Today is the first day of Lent. I don't know why people give something up for the 40 days of Lent, but every year around the middle of it, I think "I should have tried to give something up." I am doing it for the challenge. I just want to see if I can do it. I didn't realize how addictive chocolate is.
I figured that I was just a pig, stuffing fistfuls of M&Ms into my gob at my desk after lunch. I mean, I am a pig, but today showed me that it is addictive. Quitting smoking was a lot easier on the first day than this. It says in Alcoholics Anonymous's Big Book on page 133 that "[a doctor] thought that all alcoholics should constantly have chocolate available for its quick energy value at times of fatigue." I guess I took that to heart, because I seem to always have chocolate around, and eat it after most meals.

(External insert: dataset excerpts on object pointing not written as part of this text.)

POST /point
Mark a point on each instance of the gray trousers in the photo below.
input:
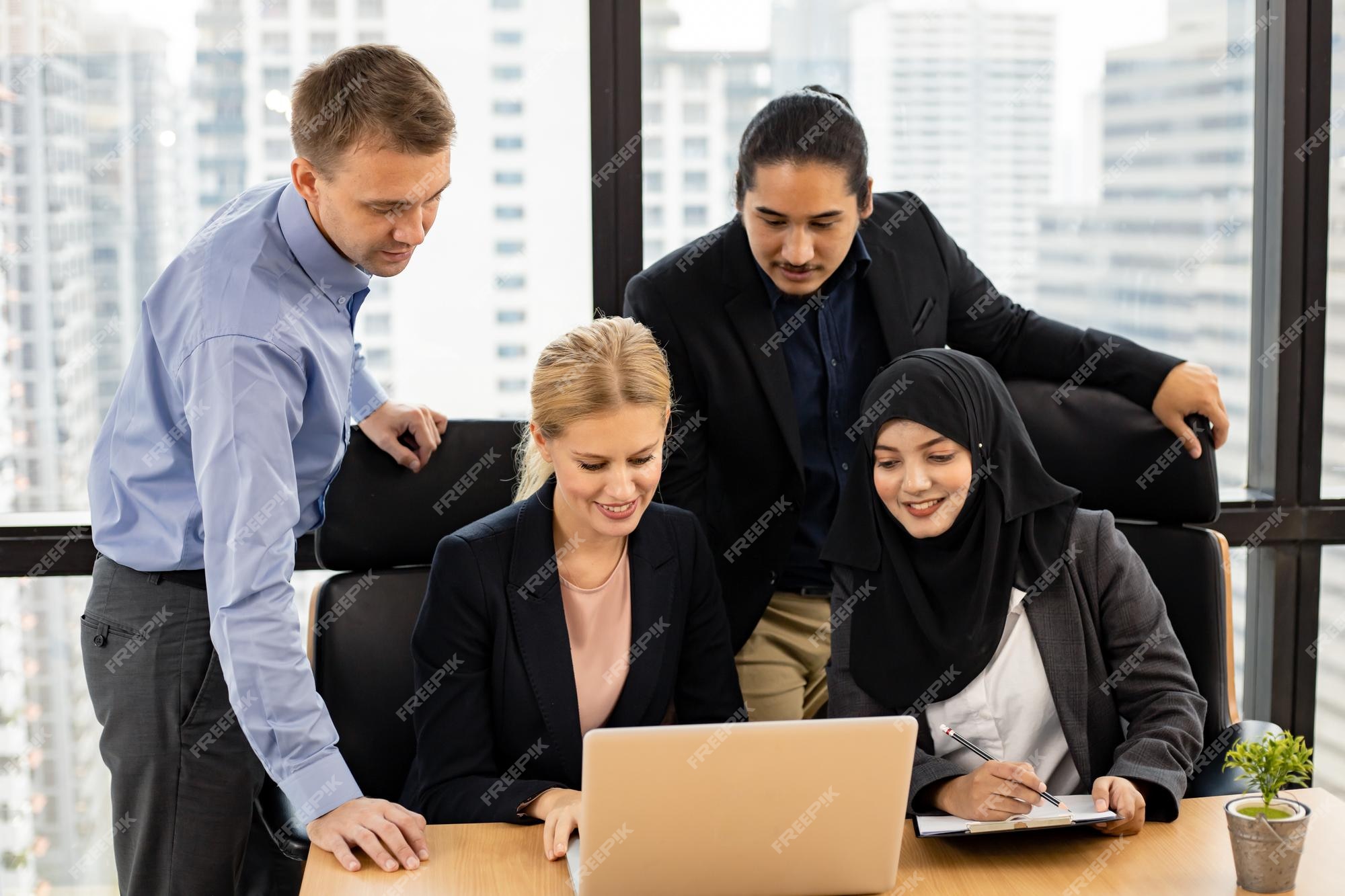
(184, 775)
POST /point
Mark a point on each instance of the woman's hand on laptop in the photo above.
(1122, 797)
(992, 792)
(560, 809)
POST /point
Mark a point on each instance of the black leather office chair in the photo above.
(1124, 460)
(383, 525)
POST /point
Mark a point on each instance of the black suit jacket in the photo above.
(738, 460)
(500, 717)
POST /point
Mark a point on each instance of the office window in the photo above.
(276, 79)
(275, 42)
(322, 44)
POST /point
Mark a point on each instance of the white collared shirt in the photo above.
(1008, 710)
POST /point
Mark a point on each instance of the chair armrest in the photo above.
(276, 813)
(1210, 778)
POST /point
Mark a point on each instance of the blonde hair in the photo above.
(369, 92)
(594, 369)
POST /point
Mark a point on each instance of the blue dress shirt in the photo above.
(229, 424)
(835, 352)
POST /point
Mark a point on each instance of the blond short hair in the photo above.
(591, 370)
(375, 93)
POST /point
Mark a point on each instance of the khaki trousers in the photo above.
(783, 666)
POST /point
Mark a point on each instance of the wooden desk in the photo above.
(1188, 856)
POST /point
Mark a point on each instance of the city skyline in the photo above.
(1132, 213)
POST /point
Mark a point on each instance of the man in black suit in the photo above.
(774, 326)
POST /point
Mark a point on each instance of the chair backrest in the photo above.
(1124, 460)
(383, 525)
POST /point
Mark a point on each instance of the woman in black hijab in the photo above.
(973, 592)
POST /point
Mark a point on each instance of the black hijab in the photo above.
(942, 602)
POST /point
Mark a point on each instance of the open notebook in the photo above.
(1077, 809)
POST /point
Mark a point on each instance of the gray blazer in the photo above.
(1145, 723)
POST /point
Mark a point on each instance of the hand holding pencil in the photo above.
(995, 791)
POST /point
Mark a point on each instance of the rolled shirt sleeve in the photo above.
(367, 395)
(245, 397)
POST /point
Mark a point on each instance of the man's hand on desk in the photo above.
(388, 425)
(1122, 797)
(1191, 389)
(372, 825)
(562, 810)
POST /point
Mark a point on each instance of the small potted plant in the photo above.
(1266, 829)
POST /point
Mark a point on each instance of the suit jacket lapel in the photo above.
(539, 616)
(650, 552)
(750, 311)
(1061, 641)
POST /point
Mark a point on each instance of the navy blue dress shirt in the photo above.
(833, 352)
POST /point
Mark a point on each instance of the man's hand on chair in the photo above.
(1191, 389)
(380, 827)
(395, 424)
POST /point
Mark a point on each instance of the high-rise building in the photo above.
(53, 421)
(1164, 256)
(696, 106)
(957, 101)
(248, 57)
(139, 206)
(509, 264)
(810, 44)
(18, 833)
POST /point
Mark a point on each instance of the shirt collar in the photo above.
(855, 267)
(337, 278)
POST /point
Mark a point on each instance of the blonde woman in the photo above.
(583, 604)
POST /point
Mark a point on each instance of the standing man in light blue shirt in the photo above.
(228, 427)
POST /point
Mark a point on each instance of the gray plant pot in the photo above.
(1266, 850)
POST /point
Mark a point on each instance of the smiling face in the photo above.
(801, 221)
(607, 467)
(377, 205)
(922, 477)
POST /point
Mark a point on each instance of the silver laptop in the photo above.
(771, 809)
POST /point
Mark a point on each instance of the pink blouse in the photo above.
(599, 620)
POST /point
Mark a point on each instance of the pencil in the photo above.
(985, 755)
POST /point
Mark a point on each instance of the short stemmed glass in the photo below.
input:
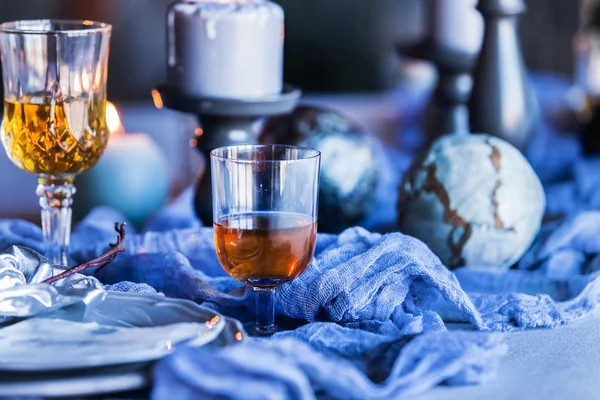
(54, 122)
(265, 200)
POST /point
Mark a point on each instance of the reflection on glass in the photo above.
(54, 123)
(265, 217)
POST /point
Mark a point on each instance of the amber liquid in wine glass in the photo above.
(265, 249)
(38, 138)
(54, 124)
(265, 202)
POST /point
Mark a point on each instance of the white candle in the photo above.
(456, 25)
(226, 49)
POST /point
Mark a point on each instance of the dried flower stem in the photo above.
(100, 262)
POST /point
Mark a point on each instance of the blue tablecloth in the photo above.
(369, 318)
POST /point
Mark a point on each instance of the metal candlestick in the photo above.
(502, 102)
(225, 122)
(447, 110)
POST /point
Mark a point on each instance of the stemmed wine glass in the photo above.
(54, 122)
(265, 200)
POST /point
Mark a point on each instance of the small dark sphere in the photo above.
(349, 177)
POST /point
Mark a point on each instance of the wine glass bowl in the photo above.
(54, 122)
(265, 200)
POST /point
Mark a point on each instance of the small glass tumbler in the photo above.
(265, 201)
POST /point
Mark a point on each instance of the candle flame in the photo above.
(113, 120)
(157, 99)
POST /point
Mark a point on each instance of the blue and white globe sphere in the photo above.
(474, 200)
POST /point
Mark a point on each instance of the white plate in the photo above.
(124, 328)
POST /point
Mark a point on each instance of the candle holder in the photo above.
(225, 122)
(447, 111)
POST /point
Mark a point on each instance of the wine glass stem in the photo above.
(265, 309)
(56, 197)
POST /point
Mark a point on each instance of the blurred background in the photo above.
(340, 52)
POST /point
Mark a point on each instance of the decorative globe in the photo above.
(349, 175)
(474, 200)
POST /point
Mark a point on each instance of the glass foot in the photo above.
(252, 329)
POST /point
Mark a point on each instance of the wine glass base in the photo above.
(255, 330)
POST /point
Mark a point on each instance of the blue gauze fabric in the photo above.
(368, 319)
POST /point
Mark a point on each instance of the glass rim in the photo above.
(313, 153)
(74, 27)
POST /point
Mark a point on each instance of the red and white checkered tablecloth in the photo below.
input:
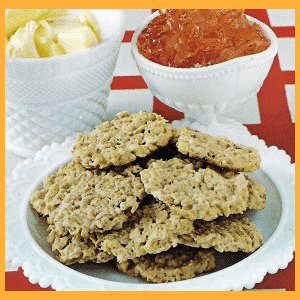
(271, 116)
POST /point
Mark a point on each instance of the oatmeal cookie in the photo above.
(154, 229)
(202, 194)
(218, 151)
(85, 201)
(235, 233)
(257, 193)
(70, 249)
(176, 264)
(122, 140)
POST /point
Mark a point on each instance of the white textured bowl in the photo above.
(48, 99)
(208, 90)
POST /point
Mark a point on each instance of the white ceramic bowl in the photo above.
(48, 99)
(208, 90)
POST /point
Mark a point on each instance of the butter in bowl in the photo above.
(59, 65)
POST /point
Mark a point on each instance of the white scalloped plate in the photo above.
(26, 232)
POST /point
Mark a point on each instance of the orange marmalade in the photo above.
(193, 38)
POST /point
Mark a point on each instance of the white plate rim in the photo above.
(275, 254)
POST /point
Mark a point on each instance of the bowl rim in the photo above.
(249, 60)
(117, 35)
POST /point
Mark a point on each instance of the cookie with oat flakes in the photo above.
(175, 264)
(70, 249)
(232, 234)
(85, 201)
(218, 151)
(122, 140)
(154, 229)
(202, 194)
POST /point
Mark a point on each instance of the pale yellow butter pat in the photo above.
(55, 32)
(45, 41)
(22, 44)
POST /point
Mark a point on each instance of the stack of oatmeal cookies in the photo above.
(155, 200)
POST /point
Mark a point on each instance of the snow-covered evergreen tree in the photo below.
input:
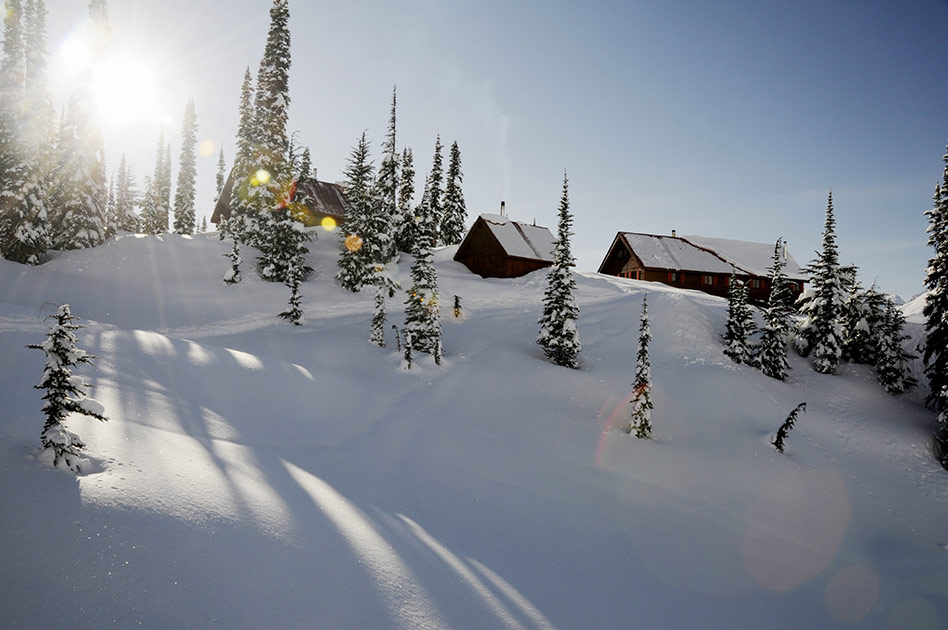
(377, 332)
(25, 135)
(641, 420)
(432, 199)
(784, 431)
(220, 178)
(386, 190)
(296, 269)
(455, 211)
(65, 393)
(287, 245)
(936, 302)
(78, 208)
(422, 306)
(154, 216)
(404, 226)
(772, 350)
(242, 221)
(740, 324)
(820, 333)
(892, 362)
(359, 252)
(184, 219)
(125, 198)
(232, 275)
(559, 336)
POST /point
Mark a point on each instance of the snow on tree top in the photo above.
(521, 240)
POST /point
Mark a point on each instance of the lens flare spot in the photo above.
(353, 242)
(852, 593)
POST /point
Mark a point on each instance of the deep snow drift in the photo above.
(256, 474)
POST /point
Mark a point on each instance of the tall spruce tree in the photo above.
(220, 178)
(242, 218)
(820, 333)
(26, 135)
(154, 216)
(405, 227)
(559, 336)
(360, 249)
(432, 198)
(386, 190)
(184, 219)
(423, 304)
(772, 351)
(641, 420)
(65, 394)
(740, 324)
(935, 356)
(455, 211)
(80, 194)
(892, 362)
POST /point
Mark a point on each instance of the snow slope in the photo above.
(255, 474)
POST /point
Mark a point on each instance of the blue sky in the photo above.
(726, 119)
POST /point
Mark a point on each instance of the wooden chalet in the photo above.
(697, 262)
(313, 201)
(496, 247)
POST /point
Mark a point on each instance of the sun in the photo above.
(121, 84)
(124, 90)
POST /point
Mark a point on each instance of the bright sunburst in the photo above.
(124, 90)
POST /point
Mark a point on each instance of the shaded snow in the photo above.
(256, 474)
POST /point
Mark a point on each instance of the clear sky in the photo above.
(726, 119)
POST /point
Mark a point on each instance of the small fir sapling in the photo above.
(641, 420)
(939, 446)
(294, 276)
(740, 323)
(65, 393)
(406, 363)
(784, 431)
(772, 349)
(377, 333)
(232, 275)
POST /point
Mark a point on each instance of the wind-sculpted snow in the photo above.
(256, 474)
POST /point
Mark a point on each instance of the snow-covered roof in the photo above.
(670, 252)
(521, 240)
(754, 258)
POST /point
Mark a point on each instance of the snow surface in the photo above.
(521, 239)
(257, 474)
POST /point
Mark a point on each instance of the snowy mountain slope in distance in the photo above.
(257, 474)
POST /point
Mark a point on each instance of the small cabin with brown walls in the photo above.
(312, 202)
(697, 262)
(497, 247)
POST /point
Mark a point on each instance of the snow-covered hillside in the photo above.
(255, 474)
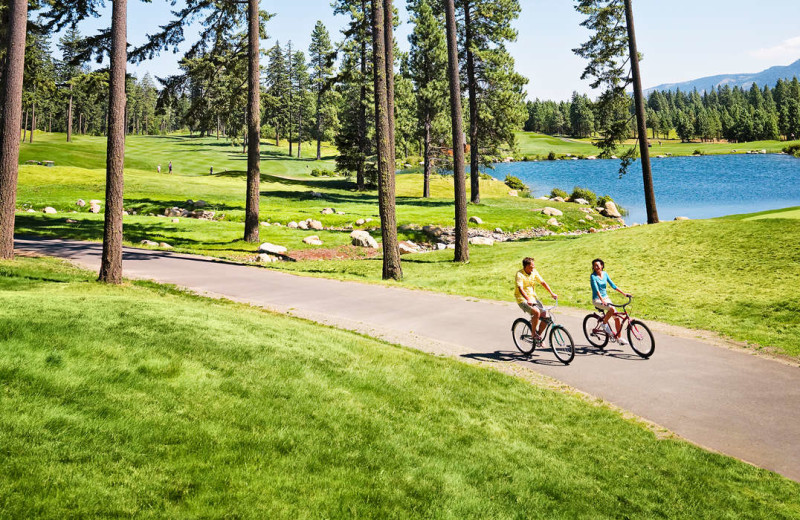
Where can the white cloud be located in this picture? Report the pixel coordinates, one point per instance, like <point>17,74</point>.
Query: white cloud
<point>787,49</point>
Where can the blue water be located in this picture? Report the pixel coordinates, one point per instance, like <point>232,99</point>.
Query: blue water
<point>694,187</point>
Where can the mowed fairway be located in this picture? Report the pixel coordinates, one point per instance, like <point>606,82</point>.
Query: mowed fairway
<point>143,401</point>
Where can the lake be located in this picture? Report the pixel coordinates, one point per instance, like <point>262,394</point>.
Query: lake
<point>694,187</point>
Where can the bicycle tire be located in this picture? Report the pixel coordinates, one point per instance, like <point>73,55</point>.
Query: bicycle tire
<point>523,339</point>
<point>590,323</point>
<point>562,344</point>
<point>641,339</point>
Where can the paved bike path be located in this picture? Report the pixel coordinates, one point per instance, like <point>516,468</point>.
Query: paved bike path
<point>726,400</point>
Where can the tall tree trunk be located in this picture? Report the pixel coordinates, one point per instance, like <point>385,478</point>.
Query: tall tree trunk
<point>362,110</point>
<point>9,125</point>
<point>426,168</point>
<point>472,86</point>
<point>459,183</point>
<point>253,126</point>
<point>33,121</point>
<point>383,134</point>
<point>647,173</point>
<point>319,127</point>
<point>111,264</point>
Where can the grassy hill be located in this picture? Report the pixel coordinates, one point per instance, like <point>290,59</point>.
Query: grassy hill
<point>143,401</point>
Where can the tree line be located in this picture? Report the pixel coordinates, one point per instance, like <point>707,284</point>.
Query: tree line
<point>735,114</point>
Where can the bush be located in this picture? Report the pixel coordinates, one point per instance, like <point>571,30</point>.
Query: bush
<point>793,150</point>
<point>584,193</point>
<point>322,172</point>
<point>515,183</point>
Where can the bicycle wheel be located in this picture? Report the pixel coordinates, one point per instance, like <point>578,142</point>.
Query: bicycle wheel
<point>562,344</point>
<point>641,339</point>
<point>592,323</point>
<point>523,339</point>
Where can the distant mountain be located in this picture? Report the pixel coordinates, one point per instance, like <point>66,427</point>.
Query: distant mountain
<point>766,77</point>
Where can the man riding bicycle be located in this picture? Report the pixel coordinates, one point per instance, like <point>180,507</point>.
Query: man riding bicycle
<point>525,293</point>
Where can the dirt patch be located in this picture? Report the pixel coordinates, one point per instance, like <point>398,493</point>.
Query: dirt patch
<point>337,253</point>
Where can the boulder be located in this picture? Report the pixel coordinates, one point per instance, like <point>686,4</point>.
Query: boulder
<point>407,247</point>
<point>266,247</point>
<point>610,210</point>
<point>434,231</point>
<point>481,241</point>
<point>363,239</point>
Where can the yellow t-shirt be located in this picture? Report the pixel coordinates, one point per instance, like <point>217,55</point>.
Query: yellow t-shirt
<point>527,282</point>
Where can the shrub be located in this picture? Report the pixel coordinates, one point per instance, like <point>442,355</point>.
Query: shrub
<point>793,150</point>
<point>584,193</point>
<point>515,183</point>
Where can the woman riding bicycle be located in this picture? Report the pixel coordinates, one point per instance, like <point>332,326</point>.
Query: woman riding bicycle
<point>600,280</point>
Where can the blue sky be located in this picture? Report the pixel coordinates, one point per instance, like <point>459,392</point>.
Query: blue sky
<point>680,39</point>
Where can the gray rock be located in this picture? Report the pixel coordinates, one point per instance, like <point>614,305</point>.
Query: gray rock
<point>266,247</point>
<point>611,210</point>
<point>363,239</point>
<point>481,241</point>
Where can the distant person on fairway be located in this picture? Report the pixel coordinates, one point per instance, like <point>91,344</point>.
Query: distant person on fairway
<point>525,293</point>
<point>600,280</point>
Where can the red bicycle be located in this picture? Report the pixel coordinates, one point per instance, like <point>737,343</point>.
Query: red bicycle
<point>639,335</point>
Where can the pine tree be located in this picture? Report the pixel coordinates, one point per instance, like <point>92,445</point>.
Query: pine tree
<point>427,64</point>
<point>322,57</point>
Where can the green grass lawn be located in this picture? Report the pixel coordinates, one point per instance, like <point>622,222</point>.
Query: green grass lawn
<point>532,144</point>
<point>143,401</point>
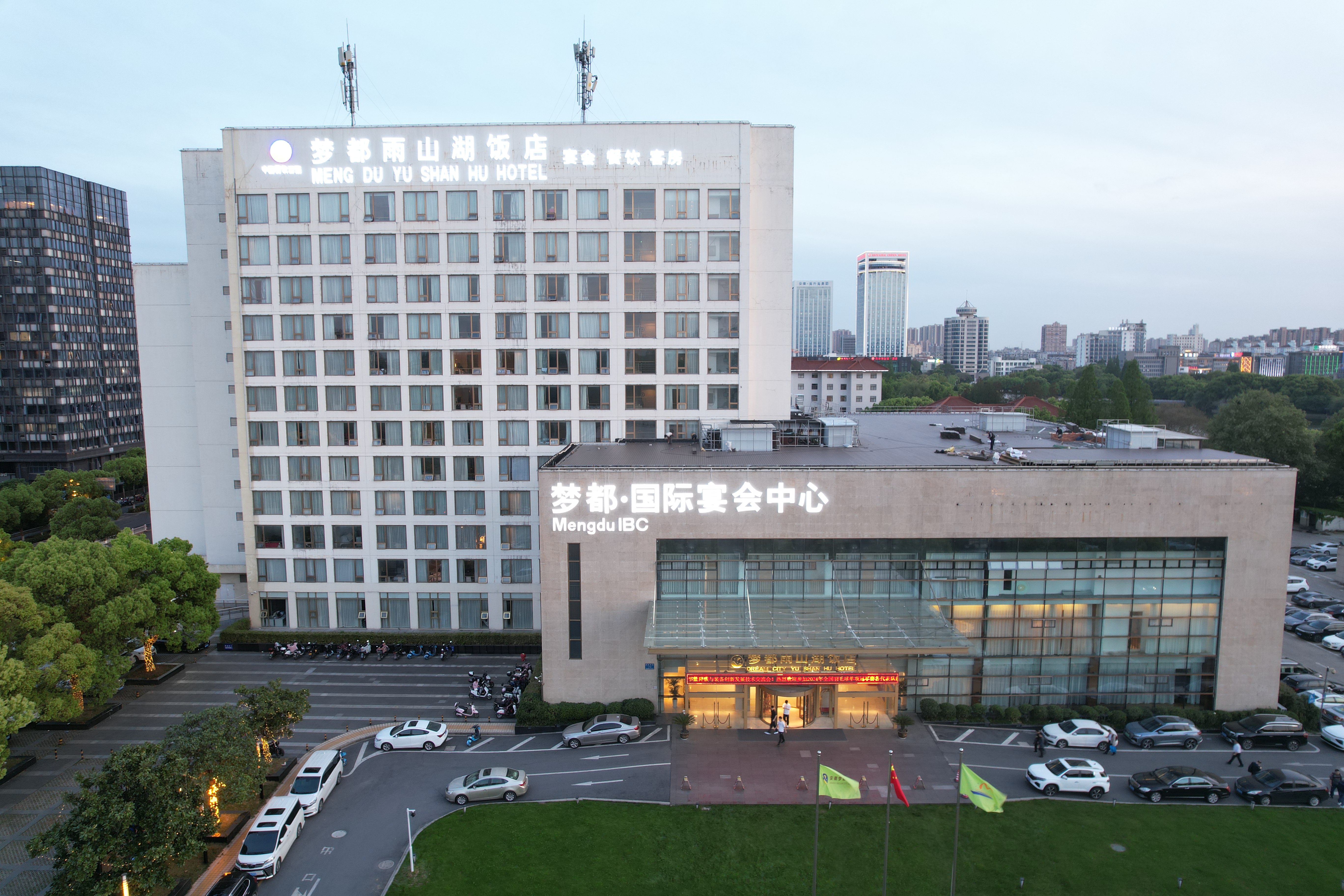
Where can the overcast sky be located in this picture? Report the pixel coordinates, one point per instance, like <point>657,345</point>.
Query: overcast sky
<point>1084,163</point>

Often when I don't have chocolate at work (or even if I do), I'll get a pudding cup. They're only $1.69, and feed my need. I got this with lunch yesterday knowing it was my last chocolate hurrah for a while. It went down smooth.
I hope to lose some weight in these 40 days, and that's what I'll focus on when the urge is strong. "Nothing tastes as good as being thin feels," right? I know it will get easier with time, but all day I've been fantasizing about the chocolate binge I'm going to have on Easter.
My stash on 8/1/13. It almost lasted 2 months.